As is apparent from FIG. 13, the core wire 102 is a composite wire and therefore comprises a core 116 and a coaxial outer layer 118. As with the composite wire 90 of FIG. 11, the core 116 can comprise a high-temperature metal wire and the outer layer 118 can comprise another material (e.g., nitinol, stainless steel), or vice versa. As is further apparent from FIG. 13, the coiled wire 104 can, optionally, be coated with an outer layer 120 of polymeric material, lubricious material, hydrophilic material, and/or other material.

The coiled wire 104 and the safety wire 106 can also be made of a high-temperature metal. In other embodiments, however, at least the coiled wire 104 is constructed of another material that provides the desired column strength to the wire, such as stainless steel.

Irrespective of the particular configuration of the guidewire 100, the presence of the high-temperature metal increases the laser resistance of the guidewire such that, like guidewire 90, the guidewire 100 is less likely to break if struck by a laser beam during a surgical procedure.

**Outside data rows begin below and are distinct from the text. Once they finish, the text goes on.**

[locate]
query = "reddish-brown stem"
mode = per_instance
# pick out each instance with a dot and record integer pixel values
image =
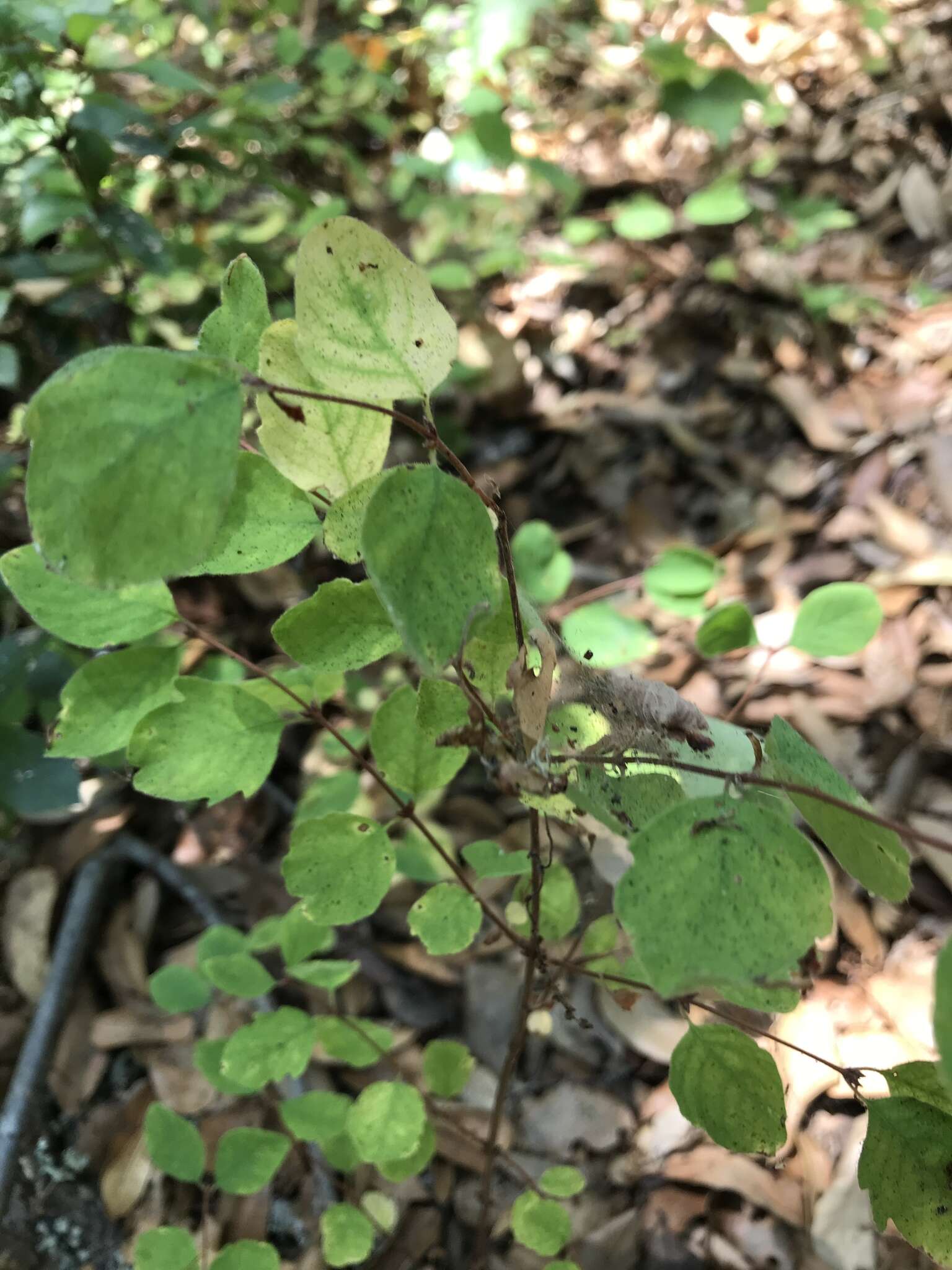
(762, 783)
(316, 716)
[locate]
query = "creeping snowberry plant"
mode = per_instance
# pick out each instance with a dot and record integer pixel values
(141, 471)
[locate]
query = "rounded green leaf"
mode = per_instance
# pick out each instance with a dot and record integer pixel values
(343, 626)
(150, 441)
(316, 1117)
(735, 923)
(271, 1047)
(726, 628)
(874, 855)
(837, 620)
(215, 742)
(386, 1122)
(347, 1236)
(84, 615)
(267, 521)
(730, 1088)
(447, 1066)
(446, 918)
(603, 638)
(248, 1158)
(431, 554)
(167, 1248)
(368, 322)
(319, 443)
(247, 1255)
(179, 990)
(541, 1225)
(174, 1145)
(563, 1181)
(340, 865)
(107, 698)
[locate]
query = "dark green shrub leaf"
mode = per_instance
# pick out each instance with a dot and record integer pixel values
(347, 1236)
(873, 855)
(447, 1066)
(837, 620)
(404, 735)
(107, 698)
(179, 990)
(247, 1255)
(541, 1225)
(431, 554)
(248, 1158)
(215, 742)
(601, 637)
(324, 974)
(167, 1249)
(239, 974)
(337, 446)
(316, 1117)
(174, 1145)
(489, 860)
(730, 1088)
(368, 322)
(725, 628)
(541, 564)
(148, 487)
(386, 1122)
(235, 328)
(715, 931)
(446, 918)
(563, 1181)
(84, 615)
(340, 865)
(906, 1168)
(273, 1046)
(343, 626)
(267, 521)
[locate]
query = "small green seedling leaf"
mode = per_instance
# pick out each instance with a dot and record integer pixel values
(234, 329)
(347, 1236)
(81, 614)
(405, 730)
(167, 1248)
(489, 860)
(368, 322)
(174, 1145)
(316, 1117)
(248, 1158)
(271, 1047)
(541, 564)
(179, 990)
(316, 443)
(148, 486)
(107, 698)
(541, 1225)
(730, 1088)
(874, 855)
(447, 1066)
(431, 554)
(837, 620)
(216, 741)
(340, 865)
(446, 918)
(563, 1181)
(343, 626)
(267, 521)
(386, 1122)
(736, 922)
(725, 629)
(601, 637)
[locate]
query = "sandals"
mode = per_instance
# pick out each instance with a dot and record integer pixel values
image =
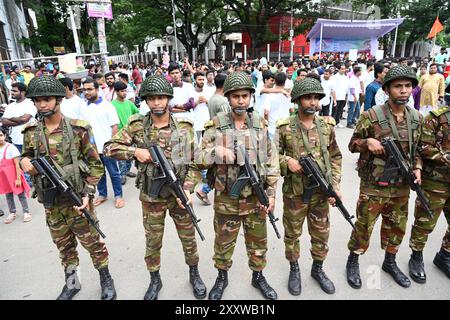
(98, 201)
(10, 218)
(27, 217)
(119, 203)
(203, 198)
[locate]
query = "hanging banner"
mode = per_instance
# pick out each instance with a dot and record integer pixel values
(338, 45)
(100, 10)
(379, 55)
(353, 54)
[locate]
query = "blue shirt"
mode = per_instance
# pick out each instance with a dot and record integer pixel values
(371, 91)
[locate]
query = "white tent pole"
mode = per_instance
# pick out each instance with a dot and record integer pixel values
(320, 42)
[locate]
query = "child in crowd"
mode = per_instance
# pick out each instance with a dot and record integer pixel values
(12, 179)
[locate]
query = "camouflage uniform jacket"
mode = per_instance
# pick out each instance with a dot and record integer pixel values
(221, 132)
(176, 139)
(435, 145)
(291, 145)
(60, 148)
(371, 167)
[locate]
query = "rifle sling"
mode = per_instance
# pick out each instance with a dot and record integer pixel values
(323, 147)
(39, 135)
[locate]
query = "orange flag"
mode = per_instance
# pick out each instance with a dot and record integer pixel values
(435, 29)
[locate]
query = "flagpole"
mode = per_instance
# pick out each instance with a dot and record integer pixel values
(432, 48)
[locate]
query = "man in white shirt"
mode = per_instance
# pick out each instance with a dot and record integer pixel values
(201, 97)
(341, 82)
(9, 82)
(354, 92)
(108, 91)
(330, 95)
(71, 104)
(130, 91)
(210, 86)
(18, 113)
(262, 91)
(103, 118)
(289, 84)
(276, 105)
(182, 102)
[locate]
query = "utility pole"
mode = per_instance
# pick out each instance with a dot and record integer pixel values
(291, 34)
(279, 40)
(175, 39)
(74, 30)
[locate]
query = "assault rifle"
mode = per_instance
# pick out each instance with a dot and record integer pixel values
(396, 164)
(317, 180)
(59, 185)
(248, 174)
(167, 176)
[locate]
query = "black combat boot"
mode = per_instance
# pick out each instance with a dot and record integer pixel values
(72, 286)
(319, 275)
(154, 287)
(197, 283)
(390, 266)
(220, 285)
(295, 280)
(416, 267)
(107, 284)
(442, 261)
(353, 276)
(259, 282)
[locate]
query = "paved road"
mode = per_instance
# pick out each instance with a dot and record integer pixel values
(30, 267)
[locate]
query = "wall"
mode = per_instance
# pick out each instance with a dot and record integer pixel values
(14, 24)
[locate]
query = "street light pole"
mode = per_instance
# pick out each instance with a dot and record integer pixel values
(175, 32)
(74, 30)
(292, 37)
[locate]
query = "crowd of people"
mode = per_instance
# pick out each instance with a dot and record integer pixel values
(350, 87)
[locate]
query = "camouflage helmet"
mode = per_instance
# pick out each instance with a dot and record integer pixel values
(400, 72)
(156, 86)
(45, 86)
(306, 86)
(238, 81)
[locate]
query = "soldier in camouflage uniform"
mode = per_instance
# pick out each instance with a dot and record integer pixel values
(435, 152)
(176, 138)
(70, 145)
(302, 135)
(402, 123)
(219, 155)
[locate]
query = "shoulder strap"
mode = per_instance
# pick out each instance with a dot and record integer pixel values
(447, 115)
(320, 123)
(6, 149)
(224, 121)
(68, 134)
(293, 123)
(381, 117)
(147, 122)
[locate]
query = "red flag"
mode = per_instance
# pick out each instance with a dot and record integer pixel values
(435, 29)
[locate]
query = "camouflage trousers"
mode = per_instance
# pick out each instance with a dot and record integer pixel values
(438, 195)
(294, 213)
(394, 212)
(66, 226)
(227, 228)
(154, 214)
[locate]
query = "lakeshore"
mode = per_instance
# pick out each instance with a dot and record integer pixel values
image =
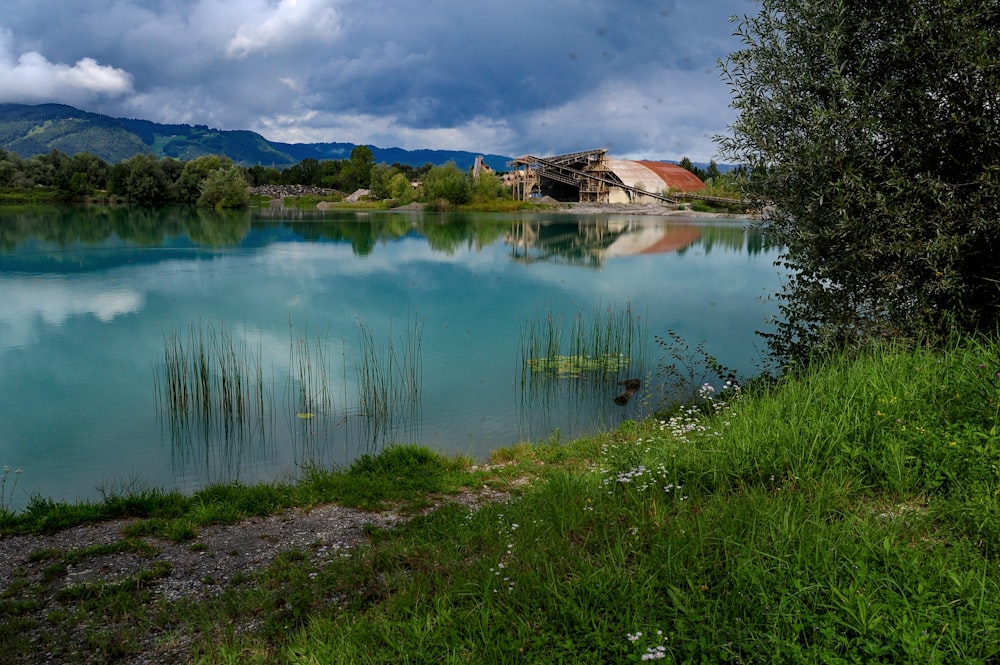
(848, 514)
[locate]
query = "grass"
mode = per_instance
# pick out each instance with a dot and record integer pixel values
(602, 347)
(847, 515)
(212, 393)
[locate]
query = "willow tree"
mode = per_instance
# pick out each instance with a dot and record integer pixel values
(871, 133)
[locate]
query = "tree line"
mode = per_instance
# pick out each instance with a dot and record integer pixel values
(870, 135)
(215, 181)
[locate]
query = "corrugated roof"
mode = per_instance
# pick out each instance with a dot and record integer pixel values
(654, 176)
(675, 176)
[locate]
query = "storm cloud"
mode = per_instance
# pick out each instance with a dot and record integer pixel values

From the foregoing, it can be appreciated that laser-resistant surgical devices can be provided that comprise laser-resistant wires. Although retrieval devices and guidewires have been described as specific types of laser-resistant surgical devices, the disclosure generally applies to any surgical device that includes a wire that is exposed within the body during a surgical procedure and is susceptible to a laser beam strike. Therefore, laser-resistant wires similar to those described in the foregoing can be provided in other surgical devices including, for example, graspers, rakes, forceps, and the like.